St. Louis Park City Council candidate Nadia Mohamed said she wishes to see diverse points of view included within local government.

“I really want to build on the inclusive activity, whatever that means for people. I really want to make sure that everybody (is) being heard and they are part of the building process,” Mohamed said.

Guddal said the candidates at the forum were all positive, impactful additions to the event.

“All the candidates gave a great performance and really conveyed why it was so important for them to be running for City Council and why they want to be a part of our city’s decision making processes,” Guddal said.

According to Mohamed, she saw an increase in her political involvement within the city as the next step to her overarching goal of community building.

“Being engaged in the city (is important), and I’ve been doing a lot of community engagement, making sure that people are connecting and building relationships so that in times of crisis, they are coming from a place of trust. Running for office or city official seemed like the next level to that.”

According to Guddal, Mohamed is a strong candidate for city council due to her positive attributes, such as her youth and personal background.

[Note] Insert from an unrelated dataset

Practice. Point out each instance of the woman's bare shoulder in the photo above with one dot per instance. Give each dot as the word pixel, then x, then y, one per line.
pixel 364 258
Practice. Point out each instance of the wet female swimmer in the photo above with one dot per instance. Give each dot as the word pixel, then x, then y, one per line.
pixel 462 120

“I think Nadia is a dynamic, energetic, passionate young person who is intentional about the work that she does. She’s a necessary voice,” Guddal said. “She would be the first Muslim woman to ever be elected to St. Louis Park City Council (and) the only person under 35 years old on the council. She really brings a valuable perspective that other candidates simply can’t convey.” 

Mohamed said she will continue to learn and grow, constantly evolving.

“There’s so much I have to learn and I’m constantly (in) learning mode,” Mohamed said. “I’ve asked every city council person, ‘Would you say the learning never stops?’ and (it) never does.”